A même pas 20 ans, le jeune gardien de l'OGC Nice possède un destin qui peut le conduire très haut. Mais qui, selon lui, passe d'abord par l'apprentissage de la L1. Surtout avec le début de saison raté de son équipe...
Il est le plus jeune des huit gardiens de la « nouvelle génération ». Et de loin : « J'aurai vingt ans le 26 décembre prochain », annonce Hugo Lloris, installé comme titulaire dans le but de l'OGC Nice deux jours seulement avant le début de cette saison. Le jeudi 3 août, à l'avant-veille du match d'ouverture des Niçois en Ligue 1, au Mans (1-0), Frédéric Antonetti l'avait convoqué dans son vestiaire, en compagnie de Damien Grégorini, jusqu'alors titulaire du poste.
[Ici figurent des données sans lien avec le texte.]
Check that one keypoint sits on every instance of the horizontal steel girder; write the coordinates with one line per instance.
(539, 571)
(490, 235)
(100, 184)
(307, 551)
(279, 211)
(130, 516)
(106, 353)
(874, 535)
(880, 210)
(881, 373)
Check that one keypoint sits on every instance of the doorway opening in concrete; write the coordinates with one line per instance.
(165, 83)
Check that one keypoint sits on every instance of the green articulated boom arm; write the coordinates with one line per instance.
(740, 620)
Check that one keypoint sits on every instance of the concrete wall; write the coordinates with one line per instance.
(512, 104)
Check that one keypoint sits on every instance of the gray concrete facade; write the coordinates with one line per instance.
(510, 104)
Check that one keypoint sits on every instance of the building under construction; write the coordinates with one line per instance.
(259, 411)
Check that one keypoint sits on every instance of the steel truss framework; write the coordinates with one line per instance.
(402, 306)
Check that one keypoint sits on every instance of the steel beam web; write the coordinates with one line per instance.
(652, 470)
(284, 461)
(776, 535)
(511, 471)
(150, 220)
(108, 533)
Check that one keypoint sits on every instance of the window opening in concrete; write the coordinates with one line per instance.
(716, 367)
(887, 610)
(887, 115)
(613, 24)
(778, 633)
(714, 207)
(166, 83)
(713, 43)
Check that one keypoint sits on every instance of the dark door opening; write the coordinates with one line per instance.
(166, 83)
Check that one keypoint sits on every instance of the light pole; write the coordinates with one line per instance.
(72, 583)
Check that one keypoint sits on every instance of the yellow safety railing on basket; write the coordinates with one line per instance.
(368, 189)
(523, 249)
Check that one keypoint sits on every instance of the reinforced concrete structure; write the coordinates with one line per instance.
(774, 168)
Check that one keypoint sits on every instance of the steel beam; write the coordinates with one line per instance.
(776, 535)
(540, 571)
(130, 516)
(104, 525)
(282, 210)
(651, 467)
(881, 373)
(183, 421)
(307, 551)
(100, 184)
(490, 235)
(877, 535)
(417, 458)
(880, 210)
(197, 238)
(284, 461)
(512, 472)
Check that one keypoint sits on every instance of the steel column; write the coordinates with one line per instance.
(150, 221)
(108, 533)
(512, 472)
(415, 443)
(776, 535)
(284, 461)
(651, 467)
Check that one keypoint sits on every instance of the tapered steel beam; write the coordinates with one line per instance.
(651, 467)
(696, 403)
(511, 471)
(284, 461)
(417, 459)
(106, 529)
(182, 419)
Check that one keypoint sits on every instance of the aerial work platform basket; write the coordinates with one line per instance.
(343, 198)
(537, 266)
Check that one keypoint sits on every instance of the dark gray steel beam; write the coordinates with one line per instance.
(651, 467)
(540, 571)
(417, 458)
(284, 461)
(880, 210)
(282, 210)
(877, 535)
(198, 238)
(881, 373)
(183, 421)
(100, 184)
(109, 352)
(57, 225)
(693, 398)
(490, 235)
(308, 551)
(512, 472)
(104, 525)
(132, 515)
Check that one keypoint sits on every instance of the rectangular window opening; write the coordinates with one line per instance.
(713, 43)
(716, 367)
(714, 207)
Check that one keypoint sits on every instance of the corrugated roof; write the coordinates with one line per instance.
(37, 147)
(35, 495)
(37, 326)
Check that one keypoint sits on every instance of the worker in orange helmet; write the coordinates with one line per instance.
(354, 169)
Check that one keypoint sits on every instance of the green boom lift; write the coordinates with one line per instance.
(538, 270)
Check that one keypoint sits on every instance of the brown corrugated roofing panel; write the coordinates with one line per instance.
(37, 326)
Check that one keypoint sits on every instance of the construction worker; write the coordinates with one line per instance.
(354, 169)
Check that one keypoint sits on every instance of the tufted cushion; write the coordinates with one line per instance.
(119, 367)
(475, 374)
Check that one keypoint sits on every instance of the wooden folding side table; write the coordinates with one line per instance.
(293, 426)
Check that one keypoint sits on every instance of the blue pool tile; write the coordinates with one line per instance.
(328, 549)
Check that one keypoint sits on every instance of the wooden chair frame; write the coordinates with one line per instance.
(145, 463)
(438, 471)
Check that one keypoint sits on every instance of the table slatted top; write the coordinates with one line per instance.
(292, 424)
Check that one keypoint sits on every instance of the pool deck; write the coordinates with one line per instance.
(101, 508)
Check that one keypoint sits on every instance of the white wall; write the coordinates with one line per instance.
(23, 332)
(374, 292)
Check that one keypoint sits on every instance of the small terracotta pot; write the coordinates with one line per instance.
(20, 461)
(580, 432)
Et là , il leur a annoncé la nouvelle...
Lloris y était allé d'un pas décidé et le coeur serein, mû par la mâle assurance que lui confèrent ses premiers poils au menton, comme s'il savait que ça ne pouvait être que lui. Et ce fut lui.
Le fait qu'Antonetti tarde à annoncer son choix n'aurait pourtant pas dû le remplir de certitudes. Le précédent Domenech, qui avait repoussé sa décision concernant Barthez et Coupet, probablement pour laisser au Marseillais le temps de revenir à son meilleur niveau après six mois de suspension, trottait dans sa tête. « C'est vrai, j'y ai un peu pensé, avoue-t-il. Je me suis dit : " S'il tarde, c'est qu'il va peut-être mettre Damien. " »
Mais si ce natif de Nice a vu le jour sur les bords de la Méditerranée, sa trajectoire fait irrésistiblement songer à la force inéluctable de l'océan Atlantique : pour lui interdire de prendre « sa » place, autant empêcher la mer de monter.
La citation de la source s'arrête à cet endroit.